The eleven-minute short recently earned Mueller a KODAK Student Scholarship Gold Award; for her thesis, she has expanded the film to an hour-long feature, layering in different centers in India and Thailand. “People always talk about giving people who are not privileged a voice, and I think that, similarly, animals are projected upon,” she says. “I’m also projecting upon them a little bit, but in a way that gives them empowerment.”
Mueller's feature film will debut on the evening of 8 p.m. March 29 at Durham's Full Frame Theater. There is a reception at 6:30 p.m.
Justin Tierney: A Ph.D. candidate in music composition, Tierney is also a time-lapse filmmaker, which consists of taking a still photo of the same area every few seconds and stacking them such that eight hours of photos becomes twenty seconds of film. The goal, Tierney says, is “to reveal things that we are unable to see in ordinary life.”
Tokyo Aglow, the second portion of Tierney’s dissertation, “At The Conflux,” features a sped-up nighttime in the city set to the backdrop of his original compositions. It recently won Best-in-Show at the LA Time-Lapse Film Festival.

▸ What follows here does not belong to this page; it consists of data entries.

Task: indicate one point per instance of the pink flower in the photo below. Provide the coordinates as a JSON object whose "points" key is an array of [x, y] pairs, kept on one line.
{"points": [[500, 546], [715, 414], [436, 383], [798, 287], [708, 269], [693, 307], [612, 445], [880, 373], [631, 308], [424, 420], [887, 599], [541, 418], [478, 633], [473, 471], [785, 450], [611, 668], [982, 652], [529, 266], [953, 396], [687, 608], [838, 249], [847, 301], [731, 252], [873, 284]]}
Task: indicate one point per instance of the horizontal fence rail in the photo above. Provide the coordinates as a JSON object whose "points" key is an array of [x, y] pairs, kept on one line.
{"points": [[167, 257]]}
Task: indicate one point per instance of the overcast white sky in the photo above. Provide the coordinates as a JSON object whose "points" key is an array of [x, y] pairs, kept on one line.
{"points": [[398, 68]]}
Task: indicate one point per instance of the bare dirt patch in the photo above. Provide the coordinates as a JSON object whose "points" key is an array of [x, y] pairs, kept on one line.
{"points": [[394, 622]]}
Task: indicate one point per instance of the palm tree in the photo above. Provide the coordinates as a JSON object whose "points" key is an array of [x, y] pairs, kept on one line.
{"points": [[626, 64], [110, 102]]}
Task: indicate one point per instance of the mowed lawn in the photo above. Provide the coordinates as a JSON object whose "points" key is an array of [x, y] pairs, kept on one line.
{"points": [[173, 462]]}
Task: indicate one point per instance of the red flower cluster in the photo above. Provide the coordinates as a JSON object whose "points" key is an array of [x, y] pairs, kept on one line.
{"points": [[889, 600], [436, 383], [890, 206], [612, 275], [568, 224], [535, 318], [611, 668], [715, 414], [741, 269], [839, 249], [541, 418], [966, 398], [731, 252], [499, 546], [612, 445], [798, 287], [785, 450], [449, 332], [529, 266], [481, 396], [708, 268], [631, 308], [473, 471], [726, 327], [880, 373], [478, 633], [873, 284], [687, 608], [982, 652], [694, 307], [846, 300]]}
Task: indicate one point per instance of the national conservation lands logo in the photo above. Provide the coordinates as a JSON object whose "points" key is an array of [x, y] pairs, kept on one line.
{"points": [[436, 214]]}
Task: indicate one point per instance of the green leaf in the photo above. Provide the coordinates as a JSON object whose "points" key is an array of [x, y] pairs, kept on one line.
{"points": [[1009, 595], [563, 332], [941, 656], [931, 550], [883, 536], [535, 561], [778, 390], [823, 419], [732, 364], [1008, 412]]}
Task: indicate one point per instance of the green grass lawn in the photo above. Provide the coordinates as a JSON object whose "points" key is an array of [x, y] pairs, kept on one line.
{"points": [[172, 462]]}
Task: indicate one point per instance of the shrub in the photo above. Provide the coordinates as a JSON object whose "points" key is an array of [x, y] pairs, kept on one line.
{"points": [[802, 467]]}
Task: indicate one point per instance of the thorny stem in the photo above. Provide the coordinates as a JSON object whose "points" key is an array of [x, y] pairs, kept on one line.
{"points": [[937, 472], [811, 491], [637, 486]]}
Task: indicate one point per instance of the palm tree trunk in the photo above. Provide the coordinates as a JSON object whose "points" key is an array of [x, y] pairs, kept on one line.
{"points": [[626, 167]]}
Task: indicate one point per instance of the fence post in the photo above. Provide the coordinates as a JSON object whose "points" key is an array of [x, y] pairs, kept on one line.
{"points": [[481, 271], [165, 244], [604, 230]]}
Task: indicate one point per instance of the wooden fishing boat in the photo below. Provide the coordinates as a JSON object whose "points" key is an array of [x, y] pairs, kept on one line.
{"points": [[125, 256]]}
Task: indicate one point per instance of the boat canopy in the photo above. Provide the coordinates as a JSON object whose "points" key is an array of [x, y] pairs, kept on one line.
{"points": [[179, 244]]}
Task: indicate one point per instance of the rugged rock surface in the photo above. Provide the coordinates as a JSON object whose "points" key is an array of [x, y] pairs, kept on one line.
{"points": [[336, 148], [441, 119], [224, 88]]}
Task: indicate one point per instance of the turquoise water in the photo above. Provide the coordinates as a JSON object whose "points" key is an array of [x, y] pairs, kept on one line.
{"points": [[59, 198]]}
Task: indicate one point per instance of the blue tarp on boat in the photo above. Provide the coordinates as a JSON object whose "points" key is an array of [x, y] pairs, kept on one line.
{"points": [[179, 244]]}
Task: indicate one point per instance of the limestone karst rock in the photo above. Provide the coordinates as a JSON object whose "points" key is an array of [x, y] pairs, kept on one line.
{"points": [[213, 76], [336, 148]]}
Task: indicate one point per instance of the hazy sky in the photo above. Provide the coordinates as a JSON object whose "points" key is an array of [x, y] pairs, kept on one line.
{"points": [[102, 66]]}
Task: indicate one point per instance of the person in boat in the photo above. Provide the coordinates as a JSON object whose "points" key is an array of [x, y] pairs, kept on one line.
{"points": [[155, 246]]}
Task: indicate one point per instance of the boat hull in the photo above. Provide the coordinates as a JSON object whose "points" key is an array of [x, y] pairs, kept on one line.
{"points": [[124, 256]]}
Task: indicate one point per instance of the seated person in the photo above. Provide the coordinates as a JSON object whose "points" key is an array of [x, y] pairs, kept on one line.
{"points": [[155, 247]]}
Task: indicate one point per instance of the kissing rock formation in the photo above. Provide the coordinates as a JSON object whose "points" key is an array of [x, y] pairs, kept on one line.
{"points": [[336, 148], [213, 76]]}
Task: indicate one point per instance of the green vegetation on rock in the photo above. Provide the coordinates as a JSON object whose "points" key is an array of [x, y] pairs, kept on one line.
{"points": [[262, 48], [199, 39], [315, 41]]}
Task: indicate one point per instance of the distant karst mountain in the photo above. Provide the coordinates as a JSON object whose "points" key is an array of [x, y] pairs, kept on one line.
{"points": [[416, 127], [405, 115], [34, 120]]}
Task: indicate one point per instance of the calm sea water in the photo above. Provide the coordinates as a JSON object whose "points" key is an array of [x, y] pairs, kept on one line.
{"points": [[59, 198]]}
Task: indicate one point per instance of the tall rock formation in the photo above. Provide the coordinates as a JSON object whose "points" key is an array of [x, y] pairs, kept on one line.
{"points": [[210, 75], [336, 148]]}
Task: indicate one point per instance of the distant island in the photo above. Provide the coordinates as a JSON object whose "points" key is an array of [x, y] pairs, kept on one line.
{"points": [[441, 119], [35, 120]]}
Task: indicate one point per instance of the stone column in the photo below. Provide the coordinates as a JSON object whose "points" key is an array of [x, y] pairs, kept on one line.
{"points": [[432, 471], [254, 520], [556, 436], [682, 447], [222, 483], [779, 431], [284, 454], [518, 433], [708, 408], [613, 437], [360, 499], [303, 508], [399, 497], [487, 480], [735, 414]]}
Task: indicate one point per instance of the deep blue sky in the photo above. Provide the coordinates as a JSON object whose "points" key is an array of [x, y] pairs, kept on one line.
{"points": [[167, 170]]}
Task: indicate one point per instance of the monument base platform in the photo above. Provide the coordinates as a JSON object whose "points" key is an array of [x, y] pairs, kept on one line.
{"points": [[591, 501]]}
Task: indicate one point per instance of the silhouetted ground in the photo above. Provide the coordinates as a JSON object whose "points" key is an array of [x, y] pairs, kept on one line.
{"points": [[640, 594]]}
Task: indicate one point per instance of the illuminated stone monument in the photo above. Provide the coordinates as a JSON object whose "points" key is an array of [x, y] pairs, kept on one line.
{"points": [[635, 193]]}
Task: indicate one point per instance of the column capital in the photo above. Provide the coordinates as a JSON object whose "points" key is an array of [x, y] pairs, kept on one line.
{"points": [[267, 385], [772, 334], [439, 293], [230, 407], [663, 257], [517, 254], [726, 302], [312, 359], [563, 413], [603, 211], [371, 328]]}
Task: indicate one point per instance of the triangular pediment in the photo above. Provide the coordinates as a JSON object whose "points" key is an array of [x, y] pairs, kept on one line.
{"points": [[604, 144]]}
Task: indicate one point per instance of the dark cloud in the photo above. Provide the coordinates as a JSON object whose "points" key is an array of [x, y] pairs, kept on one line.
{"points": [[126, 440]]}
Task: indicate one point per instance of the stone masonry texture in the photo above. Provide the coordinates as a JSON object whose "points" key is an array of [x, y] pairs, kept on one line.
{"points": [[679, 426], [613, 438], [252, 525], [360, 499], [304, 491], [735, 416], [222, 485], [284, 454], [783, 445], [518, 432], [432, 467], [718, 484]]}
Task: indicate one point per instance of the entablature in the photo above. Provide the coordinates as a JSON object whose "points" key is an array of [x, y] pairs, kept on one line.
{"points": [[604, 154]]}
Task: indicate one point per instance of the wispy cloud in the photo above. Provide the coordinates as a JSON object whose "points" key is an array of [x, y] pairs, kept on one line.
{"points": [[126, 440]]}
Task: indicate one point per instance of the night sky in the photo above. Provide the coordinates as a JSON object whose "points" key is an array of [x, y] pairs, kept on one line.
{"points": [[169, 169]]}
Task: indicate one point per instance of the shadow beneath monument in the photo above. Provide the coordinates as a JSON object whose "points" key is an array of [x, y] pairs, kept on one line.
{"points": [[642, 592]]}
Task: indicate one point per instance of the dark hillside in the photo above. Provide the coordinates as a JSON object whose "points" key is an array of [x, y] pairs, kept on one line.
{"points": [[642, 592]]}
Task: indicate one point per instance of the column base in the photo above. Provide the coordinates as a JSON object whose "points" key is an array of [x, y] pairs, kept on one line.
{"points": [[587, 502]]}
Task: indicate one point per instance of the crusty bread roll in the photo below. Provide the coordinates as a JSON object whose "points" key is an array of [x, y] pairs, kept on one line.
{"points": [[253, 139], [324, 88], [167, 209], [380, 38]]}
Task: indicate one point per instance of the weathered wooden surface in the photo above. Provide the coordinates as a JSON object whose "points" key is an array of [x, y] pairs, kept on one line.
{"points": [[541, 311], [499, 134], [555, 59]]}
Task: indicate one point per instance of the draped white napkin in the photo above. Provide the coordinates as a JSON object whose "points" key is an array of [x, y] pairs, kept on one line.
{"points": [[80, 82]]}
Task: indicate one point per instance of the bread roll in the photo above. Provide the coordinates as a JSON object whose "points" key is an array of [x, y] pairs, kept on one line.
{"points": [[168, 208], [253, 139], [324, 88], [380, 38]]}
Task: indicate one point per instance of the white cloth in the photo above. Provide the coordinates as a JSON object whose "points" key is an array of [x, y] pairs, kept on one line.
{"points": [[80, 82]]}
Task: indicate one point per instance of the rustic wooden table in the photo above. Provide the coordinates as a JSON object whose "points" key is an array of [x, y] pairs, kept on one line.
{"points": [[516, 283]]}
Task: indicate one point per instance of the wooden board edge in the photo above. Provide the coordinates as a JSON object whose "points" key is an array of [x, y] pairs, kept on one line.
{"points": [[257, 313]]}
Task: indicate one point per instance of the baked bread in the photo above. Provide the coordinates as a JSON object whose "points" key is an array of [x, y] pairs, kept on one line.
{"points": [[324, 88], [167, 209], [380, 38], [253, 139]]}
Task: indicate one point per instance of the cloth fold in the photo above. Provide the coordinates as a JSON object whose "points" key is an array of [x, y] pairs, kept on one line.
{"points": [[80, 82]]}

“I wanted to explore the rhythm of urban Japan and its people ,” says Tierney. “I wanted to show that despite a chaotic surface, the movement of machinery and people in the city is ordered and predictable when seen in time-lapse.”
Tierney’s three-part dissertation provides different perspectives on Tokyo, both altitudinal (the first installment is shot from above) and temporal (the final installment documents dawn, rather than night). His fascination with the style began at sixteen when he saw Koyaanisqatsi, and the past decade and a half has seen him studying music composition as well as photography and time-lapse filmmaking.
In Tokyo Aglow, Tierney’s brass, violin, and piano instrumentation underscores the hubbub of the metropolis, the visual and auditory elements playing off one another. “Both arts take place across time,” he says. “Unlike a painting, or a photograph, or sculpture, music and film can’t be grasped at once.”
Tierney is meticulous in crafting every element of the film (which includes hours spent scouting locations in-person and on Google Maps), but it’s a limited art. Any camera adjustment will disrupt the shot and render the film unusable, so the final visual is privy to the strangeness of who or what appears on a given day. For instance, three minutes into Tokyo Aglow, a man in an Ultraman costume is visible. “I can choose the framing, the camera settings, the time of day, the overall subject, but the details are left to chance,” Tierney says. “I never know exactly what will happen while the camera is capturing.”
Tokyo Aglow is available for viewing here. In terms of future time-lapse subjects, Tierney is eyeing both rural Japan and American cities.